Here is a full list of those who attended the UK AI Safety Summit. While several contributors to the global AI accountability conversation are there, the ratio of community advocates (much less representatives of impacted communities) to tech industry and government groups is noticeably low.
On closing AI knowledge gaps, the AI Education Project is an interesting example of how to change the civic dynamic by building AI literacy at the K-12 stage.

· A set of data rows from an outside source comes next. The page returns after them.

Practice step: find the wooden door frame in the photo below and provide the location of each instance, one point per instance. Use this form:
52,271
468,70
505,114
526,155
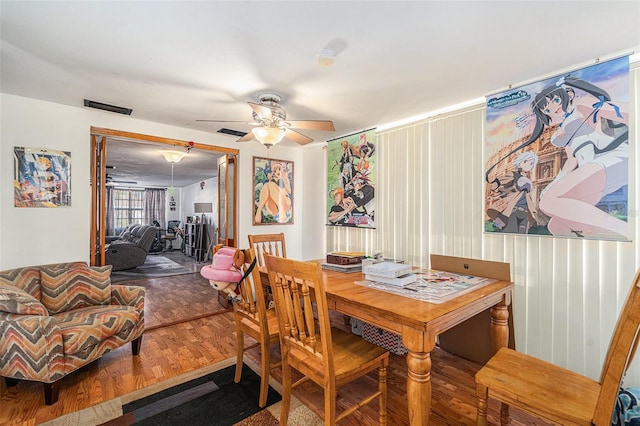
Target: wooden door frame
98,175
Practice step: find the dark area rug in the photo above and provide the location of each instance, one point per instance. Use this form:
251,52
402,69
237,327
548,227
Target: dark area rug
213,399
153,267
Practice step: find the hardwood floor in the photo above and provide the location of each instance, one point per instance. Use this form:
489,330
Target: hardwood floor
175,353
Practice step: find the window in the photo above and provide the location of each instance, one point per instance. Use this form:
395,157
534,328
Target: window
128,208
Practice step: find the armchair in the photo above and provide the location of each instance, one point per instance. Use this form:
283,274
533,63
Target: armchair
131,250
57,318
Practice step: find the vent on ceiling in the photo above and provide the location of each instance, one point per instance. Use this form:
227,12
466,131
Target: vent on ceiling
232,132
107,107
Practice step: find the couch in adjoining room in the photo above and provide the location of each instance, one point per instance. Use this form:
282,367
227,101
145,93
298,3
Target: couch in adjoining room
57,318
131,249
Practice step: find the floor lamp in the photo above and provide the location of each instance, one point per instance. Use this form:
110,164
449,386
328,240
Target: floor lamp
202,208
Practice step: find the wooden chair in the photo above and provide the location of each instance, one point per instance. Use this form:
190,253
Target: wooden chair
254,319
557,394
329,357
272,244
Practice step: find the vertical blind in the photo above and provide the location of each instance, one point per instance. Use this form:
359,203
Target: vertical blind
429,199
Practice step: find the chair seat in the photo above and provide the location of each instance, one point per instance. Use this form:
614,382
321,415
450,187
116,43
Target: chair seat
351,353
252,328
539,387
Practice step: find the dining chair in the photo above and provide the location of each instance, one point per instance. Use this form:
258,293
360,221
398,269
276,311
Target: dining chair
328,356
254,319
554,393
272,244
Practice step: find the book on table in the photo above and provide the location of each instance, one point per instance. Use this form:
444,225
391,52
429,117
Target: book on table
387,269
399,281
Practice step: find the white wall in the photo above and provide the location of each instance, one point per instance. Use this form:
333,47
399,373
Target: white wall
32,236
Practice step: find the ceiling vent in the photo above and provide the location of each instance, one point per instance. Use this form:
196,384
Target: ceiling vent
107,107
237,133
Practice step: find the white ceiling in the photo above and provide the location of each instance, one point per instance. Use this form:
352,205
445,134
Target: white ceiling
176,61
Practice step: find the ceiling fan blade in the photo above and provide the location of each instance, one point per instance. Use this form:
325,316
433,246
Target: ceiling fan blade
312,124
261,110
298,138
225,121
246,138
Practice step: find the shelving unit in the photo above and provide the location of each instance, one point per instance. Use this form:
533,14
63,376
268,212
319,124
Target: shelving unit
195,240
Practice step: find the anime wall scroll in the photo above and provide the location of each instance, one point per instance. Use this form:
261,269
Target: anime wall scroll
272,191
42,177
351,180
557,154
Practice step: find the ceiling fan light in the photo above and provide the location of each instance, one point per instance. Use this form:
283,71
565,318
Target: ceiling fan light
173,156
326,58
268,136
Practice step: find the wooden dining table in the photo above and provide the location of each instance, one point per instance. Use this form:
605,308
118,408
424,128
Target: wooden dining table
418,322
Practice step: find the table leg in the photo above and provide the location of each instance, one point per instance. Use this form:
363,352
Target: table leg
499,326
500,339
419,385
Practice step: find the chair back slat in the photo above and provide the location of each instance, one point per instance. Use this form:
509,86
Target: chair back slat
291,283
252,304
272,244
620,354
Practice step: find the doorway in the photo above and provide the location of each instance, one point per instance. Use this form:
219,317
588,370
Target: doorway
100,138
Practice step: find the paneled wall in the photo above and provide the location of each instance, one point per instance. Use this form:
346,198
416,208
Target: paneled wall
430,193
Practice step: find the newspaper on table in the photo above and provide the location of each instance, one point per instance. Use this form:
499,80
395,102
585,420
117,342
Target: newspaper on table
433,286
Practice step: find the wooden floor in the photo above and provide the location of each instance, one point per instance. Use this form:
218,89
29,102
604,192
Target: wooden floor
175,353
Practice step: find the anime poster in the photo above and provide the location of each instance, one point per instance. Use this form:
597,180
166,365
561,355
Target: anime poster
557,155
272,191
351,180
42,177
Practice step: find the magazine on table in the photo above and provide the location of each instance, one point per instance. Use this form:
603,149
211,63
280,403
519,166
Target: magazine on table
433,286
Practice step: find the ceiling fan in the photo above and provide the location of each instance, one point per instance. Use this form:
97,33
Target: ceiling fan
112,182
272,125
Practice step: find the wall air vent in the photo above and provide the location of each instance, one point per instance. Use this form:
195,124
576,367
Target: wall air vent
107,107
232,132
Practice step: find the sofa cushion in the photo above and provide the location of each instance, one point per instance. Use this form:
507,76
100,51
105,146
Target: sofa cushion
16,301
83,329
26,279
67,289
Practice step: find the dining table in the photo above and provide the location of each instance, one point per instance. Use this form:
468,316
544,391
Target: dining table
420,322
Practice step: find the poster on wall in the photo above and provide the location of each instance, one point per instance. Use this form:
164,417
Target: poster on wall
42,177
272,191
557,154
351,174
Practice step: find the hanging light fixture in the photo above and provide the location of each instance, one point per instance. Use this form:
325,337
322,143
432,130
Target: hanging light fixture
268,136
173,156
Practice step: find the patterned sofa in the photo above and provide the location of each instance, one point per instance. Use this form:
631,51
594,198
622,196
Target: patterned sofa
56,318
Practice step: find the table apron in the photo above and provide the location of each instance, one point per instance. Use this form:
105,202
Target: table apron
435,327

“Explainability” is a vital ingredient in successful digital transformation. It was encouraging to see that one of Senator Chuck Schumer’s AI “Insight Forums” was devoted to “Transparency, explainability and alignment.” But based on this summary from Tech Policy Press, that forum focused primarily on the threats to copyright and artists’ rights, and the need for transparency and accountability in AI training.
And with that, here are those AI images I made using prompts referencing famous artists. I have avoided AI imagery because of this obvious dilemma and expect that I’ll continue to minimize my use of it.





AI generated images to illustrate the idea of "participatory design." From Midjourney. The basic prompt I used was: "In a sunlit atrium of a municipal building, an architect is sketching on a very large drawing board. A group of people who are African-American and Hispanic surround the architect, looking at the drawing board and pointing at the drawing board; the group of people is 1/3 children. View from above. Style of Hayao Miyazaki." Then I tried variations that included asking for the style of a 1920's political drawing (3), Norman Rockwell (4), "Peanuts" (5), and the Brothers Hildebrandt (6).